At the same time, however, we should recognise the advantages which a Democrat win would have given Mr Blair. He would not have been the sole surviving western war criminal, as many pre-election analyses said he would: for Mr Kerry would not have got out of Iraq any more quickly than Mr Bush and might, indeed, have stayed there for longer. But he would have the great asset, from Mr Blair's point of view, of not being Mr Bush. It would be a fresh start. The traditional Labour game of "influence" in Washington, which started with C R Attlee's visit to Harry Truman over the possible use of the atomic bomb in Korea, would enjoy a new popularity, this time with a different cast.

As it is, the official Downing Street line is that, in Mr Bush's second term, Mr Blair's influence will increase, not only because of the President's reincarnation as an author of peace and lover of concord, which sounds highly unlikely to me, but also because of his obligation to reward Mr Blair for his unstinting support in Iraq. This seems, if anything, even more implausible. Mr Bush is more likely to echo the Austrian Chancellor, Felix Schwarzenberg, in 1849, speaking of the Russians who had assisted him in some enterprise or other: "We shall astonish them with our ingratitude."

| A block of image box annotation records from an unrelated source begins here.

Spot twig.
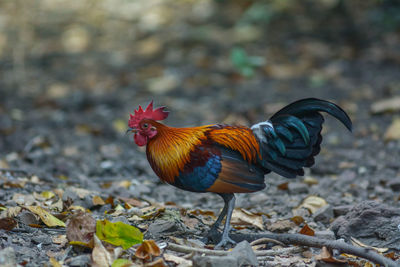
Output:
[254,247,304,257]
[250,237,285,247]
[167,243,304,257]
[167,243,229,256]
[0,168,28,174]
[231,234,398,267]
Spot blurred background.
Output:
[0,0,400,197]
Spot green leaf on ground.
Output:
[96,220,143,249]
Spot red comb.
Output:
[128,100,169,128]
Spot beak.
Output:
[125,128,137,134]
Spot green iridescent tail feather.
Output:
[261,98,352,178]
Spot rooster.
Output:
[128,98,352,248]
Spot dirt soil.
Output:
[0,1,400,266]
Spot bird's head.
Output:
[127,101,169,146]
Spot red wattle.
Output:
[133,133,147,146]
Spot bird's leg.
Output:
[215,194,236,248]
[204,200,228,243]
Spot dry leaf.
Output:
[231,208,264,230]
[383,118,400,142]
[0,218,17,231]
[315,247,347,263]
[119,197,145,208]
[6,207,22,218]
[299,224,315,236]
[67,211,96,245]
[182,217,199,229]
[92,196,106,206]
[92,235,114,267]
[12,193,36,206]
[70,187,96,199]
[49,198,64,212]
[293,196,328,214]
[267,220,296,233]
[49,257,62,267]
[278,182,289,190]
[26,206,65,227]
[135,240,161,260]
[111,259,135,267]
[189,209,215,218]
[51,235,68,246]
[163,253,193,267]
[290,216,305,225]
[350,236,389,253]
[141,206,165,220]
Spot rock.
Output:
[331,201,400,250]
[193,256,239,267]
[388,178,400,192]
[313,204,333,223]
[146,220,183,237]
[288,183,308,194]
[0,247,17,267]
[333,205,353,217]
[267,220,296,233]
[229,241,258,266]
[315,230,336,240]
[32,235,52,245]
[193,241,258,267]
[371,96,400,114]
[66,254,91,266]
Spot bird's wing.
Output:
[203,147,265,193]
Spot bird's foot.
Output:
[201,227,221,244]
[214,235,236,249]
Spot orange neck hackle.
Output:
[146,122,260,183]
[146,122,207,183]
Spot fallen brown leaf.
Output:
[231,208,264,230]
[51,235,68,246]
[350,236,389,253]
[144,258,167,267]
[67,211,96,244]
[92,196,106,205]
[290,216,304,225]
[135,240,161,260]
[293,196,328,213]
[26,206,65,227]
[299,224,315,236]
[163,253,193,267]
[49,257,62,267]
[92,235,114,267]
[0,218,17,231]
[315,247,347,263]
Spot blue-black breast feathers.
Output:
[174,145,265,193]
[252,98,352,178]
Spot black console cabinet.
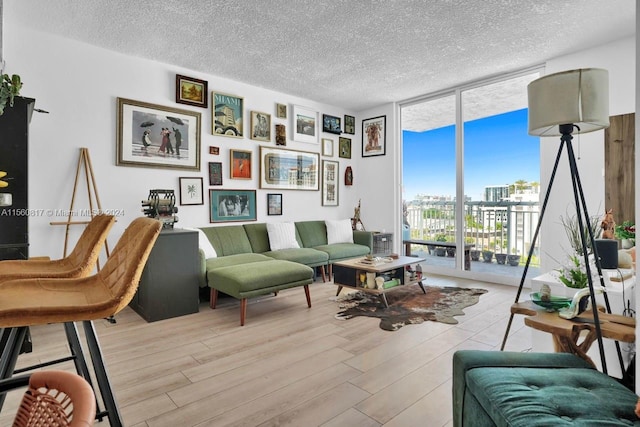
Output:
[0,98,35,260]
[129,229,199,322]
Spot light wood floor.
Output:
[0,277,531,427]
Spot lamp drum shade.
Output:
[527,68,609,136]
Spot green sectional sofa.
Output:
[199,221,373,325]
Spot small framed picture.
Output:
[267,193,282,215]
[276,124,287,146]
[362,116,387,157]
[344,114,356,135]
[209,162,222,185]
[322,114,342,135]
[292,105,318,144]
[176,74,209,108]
[230,150,253,179]
[322,160,340,206]
[338,137,351,159]
[276,104,287,119]
[209,189,257,222]
[250,111,271,141]
[211,92,244,138]
[322,138,333,157]
[178,177,204,205]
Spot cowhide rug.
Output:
[336,285,488,331]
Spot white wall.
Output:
[4,14,362,258]
[540,37,636,271]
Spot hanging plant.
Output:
[0,74,22,116]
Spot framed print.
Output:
[209,162,222,185]
[362,116,387,157]
[322,160,340,206]
[276,124,287,146]
[178,177,204,205]
[338,137,351,159]
[293,105,318,144]
[116,98,200,171]
[250,111,271,141]
[344,114,356,135]
[211,92,244,138]
[322,114,342,135]
[267,193,282,215]
[229,150,253,179]
[176,74,209,108]
[276,104,287,119]
[209,189,256,222]
[322,138,333,157]
[260,145,320,190]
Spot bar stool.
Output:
[0,217,162,427]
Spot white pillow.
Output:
[267,222,300,251]
[185,228,218,259]
[324,219,353,245]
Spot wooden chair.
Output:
[0,217,162,427]
[0,214,116,283]
[13,370,96,427]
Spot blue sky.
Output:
[403,108,540,200]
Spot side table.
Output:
[129,228,200,322]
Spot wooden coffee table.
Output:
[511,301,636,366]
[333,256,427,307]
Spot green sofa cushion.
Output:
[263,248,329,267]
[296,221,327,248]
[466,367,640,427]
[207,259,313,299]
[314,243,371,263]
[201,225,252,257]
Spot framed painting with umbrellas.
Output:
[116,98,200,171]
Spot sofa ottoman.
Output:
[453,350,640,427]
[207,259,313,326]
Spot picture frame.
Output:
[260,145,320,191]
[176,74,209,108]
[116,98,201,171]
[249,111,271,142]
[322,160,340,206]
[322,114,342,135]
[322,138,333,157]
[362,116,387,157]
[267,193,282,215]
[178,177,204,206]
[229,149,253,179]
[344,114,356,135]
[291,105,318,144]
[209,189,257,223]
[276,123,287,146]
[209,162,222,185]
[211,92,244,138]
[338,136,351,159]
[276,103,287,119]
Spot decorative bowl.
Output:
[529,292,571,311]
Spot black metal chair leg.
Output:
[82,320,123,427]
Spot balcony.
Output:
[404,201,540,277]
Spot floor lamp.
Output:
[500,68,622,373]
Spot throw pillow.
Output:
[267,222,300,251]
[185,228,218,259]
[324,219,353,245]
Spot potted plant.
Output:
[0,74,22,116]
[482,249,493,262]
[507,248,520,267]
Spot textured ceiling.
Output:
[5,0,635,112]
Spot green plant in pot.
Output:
[0,74,22,115]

For why should Mr Bush be grateful to anybody but Mr Karl Rove? He has a majority in the Senate and the House of Representatives and will shortly have one in the Supreme Court as well. Why should he make any concessions on the Middle East, which Mr Blair says he wants, when his fundamentalist supporters of Middle America, whom Mr Rove brought out in multitudes, are even keener than the entire Jewish lobby to maintain the Biblical boundaries of Israel? Mr Bush is more likely to ask for more. Mr Blair might remember Kipling's:

"That if once you have paid him the Dane-geld

You never get rid of the Dane."

Mr Bush is unlikely to ask for help in Iran or Syria because he has quite enough on his plate already. If he did, and Mr Blair complied, Mr Blair would be brought down. He is more likely, I think, to ask for reinforcements in Iraq, whether in extra numbers or by shifting existing forces as the Black Watch have been shifted. It was Mr Blair, not Mr Geoff Hoon, who first promised that they would be home for Christmas. It now looks grim. But after last Tuesday, perhaps the worst news of all for Mr Blair is that the polls - not to mention Mr Robert Worcester - turned out to be wrong.